Helena Feder: Thinking of the mysteries of this work, I’ve noticed that cultural biologists always say social learning, perhaps because it does not prescribe intent. What do you think of “teaching” instead? Does it presuppose Theory of Mind (ToM), that is, the idea that another being has a consciousness, one that might be tricked or, in this case, taught?
Hal Whitehead: Biologists have a very clear operational definition of teaching which gets around the issue of Theory of Mind. Teaching is when an individual changes their behavior, doing something at some cost or without benefit to the teacher, so that another individual might learn the behavior (and the learner benefits).
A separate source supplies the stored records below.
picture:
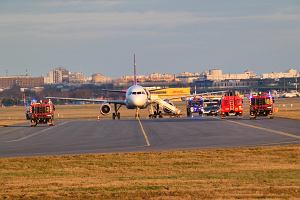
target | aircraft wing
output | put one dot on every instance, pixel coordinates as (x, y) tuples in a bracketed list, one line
[(121, 102)]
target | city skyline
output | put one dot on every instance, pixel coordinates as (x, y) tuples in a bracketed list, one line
[(167, 36)]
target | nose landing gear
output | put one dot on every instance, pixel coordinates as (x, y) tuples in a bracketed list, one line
[(116, 114)]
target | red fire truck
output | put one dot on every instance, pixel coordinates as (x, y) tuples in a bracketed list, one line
[(261, 104), (41, 113), (231, 104)]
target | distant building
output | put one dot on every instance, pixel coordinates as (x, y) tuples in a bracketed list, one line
[(21, 81), (100, 78), (58, 75), (76, 77), (187, 77), (289, 74), (217, 75), (161, 77)]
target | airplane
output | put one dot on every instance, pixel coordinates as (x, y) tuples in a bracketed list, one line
[(136, 97)]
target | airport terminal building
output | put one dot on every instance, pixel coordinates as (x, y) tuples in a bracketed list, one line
[(21, 81)]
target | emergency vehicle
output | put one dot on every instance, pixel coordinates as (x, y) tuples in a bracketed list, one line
[(41, 113), (231, 104), (261, 104)]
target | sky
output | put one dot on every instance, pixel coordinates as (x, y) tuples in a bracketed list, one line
[(167, 36)]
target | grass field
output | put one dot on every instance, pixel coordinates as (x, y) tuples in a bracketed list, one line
[(288, 108), (262, 172)]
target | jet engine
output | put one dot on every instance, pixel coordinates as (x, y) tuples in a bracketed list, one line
[(105, 109), (166, 110)]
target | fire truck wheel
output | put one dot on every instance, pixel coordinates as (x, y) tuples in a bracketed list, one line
[(33, 123)]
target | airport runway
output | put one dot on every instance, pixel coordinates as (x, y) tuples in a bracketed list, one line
[(103, 136)]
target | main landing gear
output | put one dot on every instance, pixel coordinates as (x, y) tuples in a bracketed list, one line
[(116, 114), (156, 113)]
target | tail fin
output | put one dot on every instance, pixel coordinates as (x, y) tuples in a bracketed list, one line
[(134, 71)]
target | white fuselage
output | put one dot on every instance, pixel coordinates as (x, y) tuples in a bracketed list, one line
[(136, 97)]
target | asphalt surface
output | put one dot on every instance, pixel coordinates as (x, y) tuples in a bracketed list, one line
[(103, 136)]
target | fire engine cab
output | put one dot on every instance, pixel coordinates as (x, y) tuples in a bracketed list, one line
[(41, 113), (231, 104), (261, 104)]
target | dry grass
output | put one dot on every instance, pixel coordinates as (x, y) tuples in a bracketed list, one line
[(262, 172)]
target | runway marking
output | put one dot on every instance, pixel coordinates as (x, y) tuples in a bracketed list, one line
[(266, 129), (144, 133), (37, 133)]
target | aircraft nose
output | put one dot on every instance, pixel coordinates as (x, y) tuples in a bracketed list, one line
[(138, 101)]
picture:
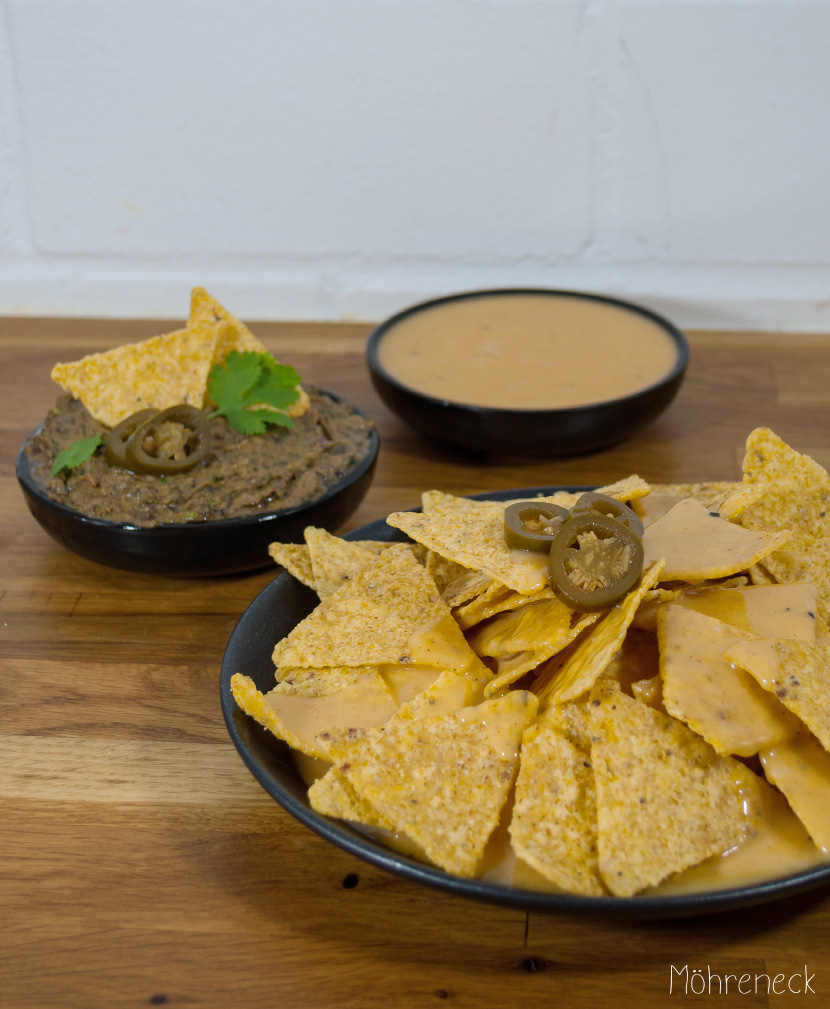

Helena Feder: Doesn’t the concept of teaching imply Theory of Mind—the notion that one individual acts with an intent based on the idea that another individual can learn? I do not ask to draw a line to keep some animals “out”—to reserve this attribute for our species or close relatives—but to suggest that Theory of Mind may be more common than is commonly thought.
Hal Whitehead: Ants teach, meerkats teach, some birds teach, killer whales seem to teach. There is no evidence that I know of for great apes teaching. Teaching is clearly restricted to highly social and cooperative species, not necessarily ones with large brains, which makes sense. I am not sure where Theory of Mind fits in.
Helena Feder: Okay. One more question along these lines. The same 2019 article explores the fascinating idea that “culture may drive early phases of speciation,” noting that bird species provide the best evidence because “song learning increases rates of species diversification.” In a 2022 article, you and the other authors make a compelling case for comparing bird and whale song, highlighting similar physiological processes. Do you speculate about culture driving speciation in cetaceans?
Hal Whitehead: Yes! The best example is in killer whales, where matrilineally-based pods of killer whales start specializing on particular ways of making a living, and this becomes their culture. It may be effective, and their numbers grow. Then, the crucial step (not seen in sperm whales or humans): they become extremely xenophobic, and only mate within their cultural group. Then speciation is beginning.
Helena Feder: What are the biggest challenges to cetacean field research today? Pollution? Climate change?
Hal Whitehead: The paramount threat to whales was commercial hunting, but this largely ended in the early 1980s. Some effects linger, such as damaged social systems and loss of the knowledge held by killed individuals. However, most species have shown some recovery since whaling ended. There are now a range of serious threats, many of which are growing. There is increasing underwater noise, collisions with ships, interactions with fishing gear, growing plastic pollution, and climate change. Whales face a tough future.
Helena Feder: It would be wonderful if there was a wider audience for your work on culture, for this sense of multiculturalism and its implications for human culture, including our obligations to the other cultures of nature that have been damaged or diminished by human activity.
Hal Whitehead: Since you mentioned it, Luke Rendell and I are updating our 2014 book with the University of Chicago Press, The Cultural Lives of Whales and Dolphins.
Helena Feder: I look forward to the update, and what follows.